The Combating Autism Act morphed into the Autism Collaboration, Accountability, Research, Education, and Support Act of 2014, a name contrived to create the absurd acronym Autism CARES Act. Annual spending on autism research increased from $180 million to $260 million per year (slightly more than the New York Yankee’s annual payroll.)
The Autism CARES Act must be re-authorized by Congress by September 30 of 2019. Re-authorization provides America and Congress with the opportunity to take a hard look at our federal autism research program and demand that it take a very different direction.
Please click on the Take Action link to send a message to your members in Congress asking them to support a re-authorized program that goes in a completely new direction outlined below.
The Autism Action Network will be focusing on informing the public and decisionmakers about the abject failure of the federal autism research program and pushing for an aggressive, well-funded program.
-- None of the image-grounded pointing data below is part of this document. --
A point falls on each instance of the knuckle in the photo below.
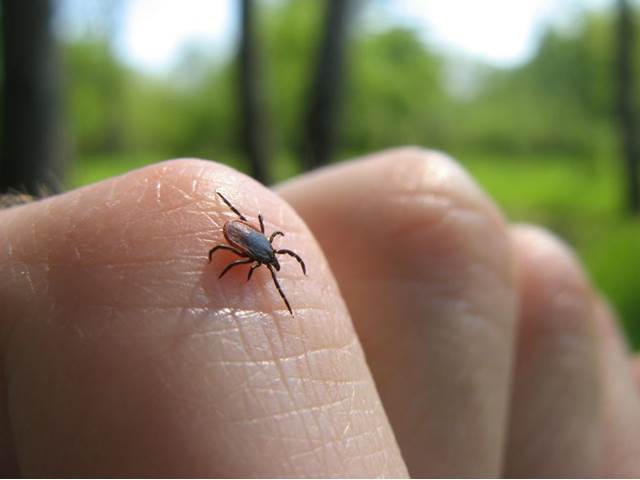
(439, 217)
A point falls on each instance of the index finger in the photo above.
(126, 355)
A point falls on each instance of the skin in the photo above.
(430, 337)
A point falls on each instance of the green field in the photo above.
(579, 200)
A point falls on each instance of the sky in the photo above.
(152, 33)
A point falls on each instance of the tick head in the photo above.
(275, 263)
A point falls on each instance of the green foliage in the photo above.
(384, 103)
(96, 85)
(541, 137)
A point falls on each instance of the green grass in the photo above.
(582, 203)
(577, 199)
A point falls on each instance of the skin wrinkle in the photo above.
(165, 352)
(423, 199)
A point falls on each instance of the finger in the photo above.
(621, 400)
(556, 405)
(127, 356)
(423, 260)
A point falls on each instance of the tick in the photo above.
(251, 243)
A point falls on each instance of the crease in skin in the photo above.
(286, 363)
(436, 234)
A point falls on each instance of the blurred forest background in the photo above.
(555, 140)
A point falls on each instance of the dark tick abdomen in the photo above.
(249, 240)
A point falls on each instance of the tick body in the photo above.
(252, 245)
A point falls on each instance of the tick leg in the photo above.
(242, 261)
(294, 255)
(224, 247)
(233, 209)
(274, 235)
(253, 267)
(275, 280)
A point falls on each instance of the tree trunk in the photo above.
(321, 123)
(29, 159)
(255, 136)
(627, 105)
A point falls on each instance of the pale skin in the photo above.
(430, 336)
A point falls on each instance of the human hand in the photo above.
(123, 354)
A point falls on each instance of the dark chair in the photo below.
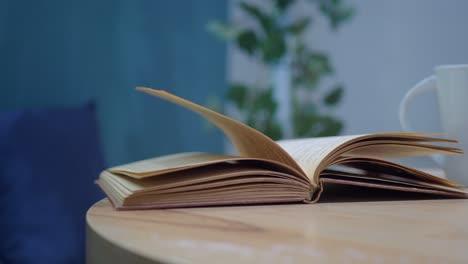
(49, 160)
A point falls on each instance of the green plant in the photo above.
(270, 43)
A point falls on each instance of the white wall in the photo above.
(386, 48)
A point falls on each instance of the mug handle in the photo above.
(426, 85)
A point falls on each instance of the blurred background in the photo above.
(68, 108)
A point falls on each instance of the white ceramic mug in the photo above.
(450, 82)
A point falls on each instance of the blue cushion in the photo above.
(49, 160)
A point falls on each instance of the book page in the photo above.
(309, 153)
(314, 154)
(248, 141)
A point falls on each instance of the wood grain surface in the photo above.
(406, 231)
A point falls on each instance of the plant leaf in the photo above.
(247, 41)
(273, 130)
(283, 4)
(298, 27)
(273, 47)
(334, 96)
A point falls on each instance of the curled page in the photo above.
(248, 141)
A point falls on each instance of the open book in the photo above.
(296, 170)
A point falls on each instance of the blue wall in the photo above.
(60, 53)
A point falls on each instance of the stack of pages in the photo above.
(265, 171)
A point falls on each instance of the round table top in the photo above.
(385, 231)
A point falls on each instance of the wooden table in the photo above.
(426, 231)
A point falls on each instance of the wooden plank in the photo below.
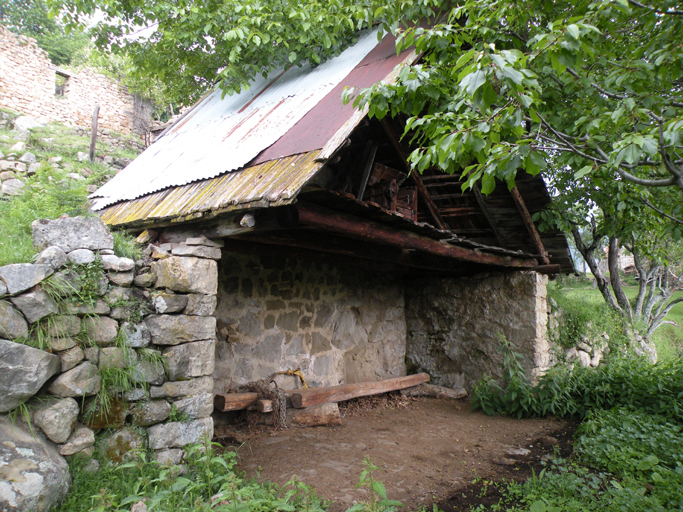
(435, 392)
(529, 224)
(489, 218)
(314, 396)
(422, 190)
(234, 401)
(349, 225)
Here are key changes we want to see in a re-authorized autism research bill:
- Epidemiology that answers whether the autism rate is going up. Every time new higher numbers come out they are always qualified with claims that we are not certain if the increase is real. This uncertainty provides the cover to deny that we are in an epidemic and provides the cover for inaction.
- Fund autism research at a level commensurate with the problem. $2 billion over ten years for a federal program is a rounding error. We spend $3 billion per year on HIV/AIDS research, and we know the cause, we have effective prevention and treatment methods, and we have accurate numbers. But it took an investment of more than $100 billion to get us here.
- We can't prevent, treat or cure a disorder if we don't know the causes. Genetic causes have been the focus of research, but if the rate is going up the cause can't be genetic. A great number of environmental causes from biocides, to air pollution, and vaccines are implicated in causing autism. All of them must be rigorously evaluated.
- Change the ridiculous name of the law.